About the Kenyan crisis:
- In 2021, Kenya signed a four-year loan agreement with the IMF for $2.34 billion, and with another deal signed in May 2023, its loan volume rose to $3.6 billion. But IMF money for developing countries comes in tranches, and with conditions.
- IMF periodically reviews the country’s progress in implementing its conditions, and only if it is convinced the country is on track, does it release the next tranche of funds.
- As part of the 2021 loan deal, the IMF forced a COVID-battered Kenya to agree to austerity measures that would raise its revenue collection to 25% of GDP.
- The lender’s demands included a combination of tax hikes and budget cuts, including elimination of subsidies on fuel and electricity and cuts in spending on education and health.
- Government cut subsidies on maize and fuel, with the latter sparking a surge in inflation. Massive protests ensued. Nonetheless, government stayed the course on other fiscal consolidation measures, and earlier this month, government reached a staff level agreement with the IMF. It was expected to open the tap on another $976 million, provided the finance Bill — projected to raise revenues of $2.68 billion — went through. But protest has forced Kenyan president to abandon it, and now the future flow of IMF funds is in doubt.

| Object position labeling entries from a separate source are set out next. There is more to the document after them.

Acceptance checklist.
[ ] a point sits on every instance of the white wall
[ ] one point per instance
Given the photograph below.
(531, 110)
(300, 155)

- None of this, however, is new. Kenya has been through this before, as have much of Africa, whose governments often find themselves caught between the interests of their people and that of private investors and Western commercial banks, fronted by the IMF.
- In 1944, when the IMF was created at a conference of 44 nations in Bretton Woods, U.S., the global supremacy of American economic might was already a reality, with the rest of the world either devastated by the World War II or by colonial plunder, or both. This power dynamic got encoded into both the Bretton Woods twins — the IMF and the World Bank. For instance, the World Bank president is always an American citizen, while the IMF head is always from a European ally of the U.S.
Unwritten mandate:
- In theory, their function is to aid economic development and promote monetary cooperation and stability. But in practice, they have followed an unwritten mandate to foster the integration of former colonies into a global economic order on terms designed to serve American capital.
- Voting rights at the IMF don’t follow the democratic logic of one-member country-one vote but are quota-driven, based on dollar contributions. The U.S. alone has a voting share of 16.5%, while the wealthy G-7 countries together command more than 40% of the voting power.
- The UN Secretary-General Antonio Guterres flagged bias in the IMF framework when he said that the Bretton Woods system reflected the power relations of 1945. He also underscored how the IMF favoured the rich in the context of its distribution of Special Drawing Rights (a reserve asset), observing, “The IMF allocated $650 billion in SDRs during the pandemic. The G7 countries, with a population of 772 million people, received $280 billion. The African continent, with $1.3 billion people, received only $34 billion.”
- This unfairness, and the unequal relationship with the IMF, is partly why so many developing countries, from Kenya to Ghana, Zambia and Pakistan, have witnessed protests against the IMF and IMF-imposed economic policies — the infamous ‘Structural Adjustment Programs’ (SAPs).
- SAPs, adopted by the IMF from 1986 onwards, typically require governments to cut public spending (including on food subsidies, health and education), privatise state enterprises, reduce import duties and tariffs, and implement other measures so that the country pursues export-led growth.
Impact of SAPs:
- A 2002 World Bank-funded study by the Structural Adjustment Participatory Review International Network (SAPRIN) tracked the impact of the IMF’s SAPs.
- Its report highlighted four ways in which they furthered “impoverishment and marginalisation of local populations”:
- one, by causing the demise of domestic manufacturing sectors and loss of employment for small producers;
- two, agricultural, trade and mining reforms decimated small farms and poor rural communities;
- three, they triggered job losses, lower wages and degraded terms of employment due to privatisation, budget cuts and labour market flexibilisation measures;
- four, the reduced role of state in providing guaranteed access to essential services led to increase in poverty.
- Yet, the IMF, as the international lender of last resort, continues to impose SAP-like requirements.The erstwhile ‘SAP’ conditionalities have now morphed into generic austerity measures.
- Faced with a backlash , the IMF did introduce ‘social spending floors’ to protect public spending on education, health and social protection from being cut as part of its loan conditionalities. But an Oxfam analysis of 27 loan programmes negotiated with low- and middle-income countries found that “for every $1 the IMF encouraged governments to spend on public services, it has told them to cut six times more than that through austerity measures.”